DaHoC / trainHOG

Example program showing how to train your custom HOG detector using openCV
221 stars 109 forks source link

Example of Linear SVM in Opencv #9

Open mrgloom opened 9 years ago

mrgloom commented 9 years ago

If anyone intersted there is an example of using linear svm + hog descriptor in opencv, but opencv uses libsvm and using liblinear will be faster.

https://github.com/Itseez/opencv/blob/ddf82d0b154873510802ef75c53e628cd7b2cb13/samples/cpp/train_HOG.cpp

https://www.csie.ntu.edu.tw/~cjlin/liblinear/

ghost commented 9 years ago

Have you succeeded training your classifier accordingly ? If so, what data and pos/neg ratio did you used ? Thank you

mrgloom commented 9 years ago

My work in progress.

I think ratio between pos and neg should be 1:1 if you don't use SVM with weights.

Look here for example: http://scikit-learn.org/stable/auto_examples/svm/plot_separating_hyperplane_unbalanced.html

But then you should perform several iterations of "hard negative mining" to get hard negatives and then you should add (maybe with replacement?) these examples to your training set and retrain classifier.

if you like python you can try this: https://github.com/bikz05/object-detector

ghost commented 9 years ago

1) Indeed, in Dalal & Triggs 2005 paper, they call them "Hard Examples":

"For each detector and parameter combination a preliminary detector is trained and the 1218 negative training photos are searched exhaustively for false positives (‘hard examples’). The method is then re-trained using this augmented set (initial 12180 + hard examples) to produce the final detector. The set of hard examples is subsampled if necessary, so that the descriptors of the final training set fit into 1.7 Gb of RAM for SVM training." page 2, Datasets & Methodology.

So there is no replacement, we have to keep the original 12180 negatives.

However, I am curious about what they are implying by "parameter combination", do we need to change the training parameters regarding the output of one training iteration ?

2) By the way, I have used this opencv sample, and the detection works quite well but with a LOT of false positives...(Must try these hard examples!). Since the weights is computed here using 96 by 160 windows, we are detecting pedestrians with a 7524 sized buffer (compared to the traditional 3780). In the "Negatives Windows" section in [1], we must sort of use only the centered data (without the 16 pixels margins), therefore I think we should try to shrink the 7524 output weights in order to get just the ones matching the 64*128 window. Do you agree ?

[1] http://pascal.inrialpes.fr/data/human/

Cheers,

mrgloom commented 9 years ago

I think they just mean crossvalidation over parameters http://scikit-learn.org/stable/modules/grid_search.html

Also as I'm understand if we will use more negative data we will have unbalanced dataset and our confusion matrix will be skewed, anyway we can just copy original positives(this called oversampling) only limitation here is processing time and memory consumption or randomly subsample from negative data(this called undersampling) but in this case we loose some of negative data , I don't know if this is important.

ghost commented 9 years ago

Yeah, memory is kind of a concern ...

Any idea about 2) ?

mrgloom commented 9 years ago

I don't understand your question.
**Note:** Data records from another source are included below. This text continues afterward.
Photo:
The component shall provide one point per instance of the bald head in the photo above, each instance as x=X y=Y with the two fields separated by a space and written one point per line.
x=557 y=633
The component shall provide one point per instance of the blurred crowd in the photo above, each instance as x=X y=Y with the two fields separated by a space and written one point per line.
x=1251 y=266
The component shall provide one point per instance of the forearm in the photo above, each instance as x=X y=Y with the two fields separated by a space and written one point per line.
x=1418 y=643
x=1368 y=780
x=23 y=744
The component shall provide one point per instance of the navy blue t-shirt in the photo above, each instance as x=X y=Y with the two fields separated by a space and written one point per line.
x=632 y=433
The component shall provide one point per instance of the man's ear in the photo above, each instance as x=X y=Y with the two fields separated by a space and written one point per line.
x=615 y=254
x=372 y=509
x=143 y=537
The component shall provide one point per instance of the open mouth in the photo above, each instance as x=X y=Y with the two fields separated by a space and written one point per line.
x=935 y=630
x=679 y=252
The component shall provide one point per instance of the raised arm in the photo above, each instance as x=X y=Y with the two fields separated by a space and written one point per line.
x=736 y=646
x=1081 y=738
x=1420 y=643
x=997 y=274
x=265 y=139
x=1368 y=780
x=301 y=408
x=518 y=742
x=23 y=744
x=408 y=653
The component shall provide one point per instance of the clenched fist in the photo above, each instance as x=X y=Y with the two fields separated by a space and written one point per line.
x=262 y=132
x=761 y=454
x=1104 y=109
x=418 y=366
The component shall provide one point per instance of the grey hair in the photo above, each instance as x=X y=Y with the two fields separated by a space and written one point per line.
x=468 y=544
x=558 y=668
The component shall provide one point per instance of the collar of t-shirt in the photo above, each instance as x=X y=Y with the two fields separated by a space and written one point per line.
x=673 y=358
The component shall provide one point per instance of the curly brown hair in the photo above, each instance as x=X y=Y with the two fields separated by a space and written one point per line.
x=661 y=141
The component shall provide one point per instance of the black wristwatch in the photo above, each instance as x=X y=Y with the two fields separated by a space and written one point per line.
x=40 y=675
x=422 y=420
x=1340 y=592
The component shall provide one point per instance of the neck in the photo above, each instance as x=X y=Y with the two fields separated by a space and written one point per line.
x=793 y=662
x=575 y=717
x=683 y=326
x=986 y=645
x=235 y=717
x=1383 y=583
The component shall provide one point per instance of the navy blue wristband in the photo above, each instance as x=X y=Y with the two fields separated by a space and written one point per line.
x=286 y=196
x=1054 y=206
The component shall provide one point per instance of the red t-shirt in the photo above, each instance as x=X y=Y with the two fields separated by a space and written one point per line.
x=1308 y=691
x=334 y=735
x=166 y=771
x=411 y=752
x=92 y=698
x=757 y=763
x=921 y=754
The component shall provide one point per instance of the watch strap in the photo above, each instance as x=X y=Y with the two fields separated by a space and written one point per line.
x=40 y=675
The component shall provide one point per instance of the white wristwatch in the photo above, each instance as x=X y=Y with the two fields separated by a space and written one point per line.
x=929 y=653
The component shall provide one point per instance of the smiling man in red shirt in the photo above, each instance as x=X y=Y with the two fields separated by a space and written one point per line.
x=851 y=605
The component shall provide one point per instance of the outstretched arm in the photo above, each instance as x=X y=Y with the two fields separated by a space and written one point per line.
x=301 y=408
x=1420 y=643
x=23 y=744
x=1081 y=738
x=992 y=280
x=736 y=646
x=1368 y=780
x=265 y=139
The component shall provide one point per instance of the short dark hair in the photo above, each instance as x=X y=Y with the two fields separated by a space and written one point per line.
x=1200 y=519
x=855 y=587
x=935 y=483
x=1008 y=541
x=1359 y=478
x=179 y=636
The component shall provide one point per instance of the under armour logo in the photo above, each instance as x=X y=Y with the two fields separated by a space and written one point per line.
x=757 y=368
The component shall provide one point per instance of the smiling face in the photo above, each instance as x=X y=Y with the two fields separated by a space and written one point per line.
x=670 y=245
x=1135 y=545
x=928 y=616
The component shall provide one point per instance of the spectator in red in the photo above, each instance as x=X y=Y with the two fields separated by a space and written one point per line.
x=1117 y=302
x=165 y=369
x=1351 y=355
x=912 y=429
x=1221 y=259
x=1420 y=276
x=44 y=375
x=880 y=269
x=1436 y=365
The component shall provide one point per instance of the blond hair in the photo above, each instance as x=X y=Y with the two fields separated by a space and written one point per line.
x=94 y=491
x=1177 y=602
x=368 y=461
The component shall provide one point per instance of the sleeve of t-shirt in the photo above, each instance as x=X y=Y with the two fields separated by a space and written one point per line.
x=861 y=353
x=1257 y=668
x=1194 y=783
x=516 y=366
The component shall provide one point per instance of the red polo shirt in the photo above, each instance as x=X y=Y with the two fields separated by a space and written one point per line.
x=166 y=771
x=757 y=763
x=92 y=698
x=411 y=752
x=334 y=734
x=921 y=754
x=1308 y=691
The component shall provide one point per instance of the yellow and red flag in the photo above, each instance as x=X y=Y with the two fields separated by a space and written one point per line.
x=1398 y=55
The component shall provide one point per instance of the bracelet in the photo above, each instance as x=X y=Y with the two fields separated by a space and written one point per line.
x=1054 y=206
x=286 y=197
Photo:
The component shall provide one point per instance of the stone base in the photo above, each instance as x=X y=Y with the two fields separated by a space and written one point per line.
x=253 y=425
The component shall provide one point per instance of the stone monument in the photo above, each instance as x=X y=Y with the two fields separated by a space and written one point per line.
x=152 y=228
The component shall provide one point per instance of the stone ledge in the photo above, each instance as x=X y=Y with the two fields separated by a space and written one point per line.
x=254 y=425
What is 7524 sized buffer ? HOG feature vector size? Do you mean that 64*128 window produce feature vector of size 3780 and 96x160 feature vector of size 7524?

About false positives: you can try to vary SVM threshold(in OpenCV you can use returnDFVal flag to get distance to hyperplane returnDFVal – Specifies a type of the return value. If true and the problem is 2-class classification then the method returns the decision function value that is signed distance to the margin, else the function returns a class label (classification) or estimated function value (regression).) it give you tradeoff between number of false positives/false negatives, etc.

Also try to plot ROC curve to get understanding if it works in similar way as in original paper. https://en.wikipedia.org/wiki/Receiver_operating_characteristic

ghost commented 9 years ago

Yeah, that's what I meant by 7524 sized buffer. IMHO, cropping it is mathematically correct, but I am wondering whether it assures the correctness of the classification or not, since the bias has been generated using 96 by 160 training windows.

ROC plot is a great idea.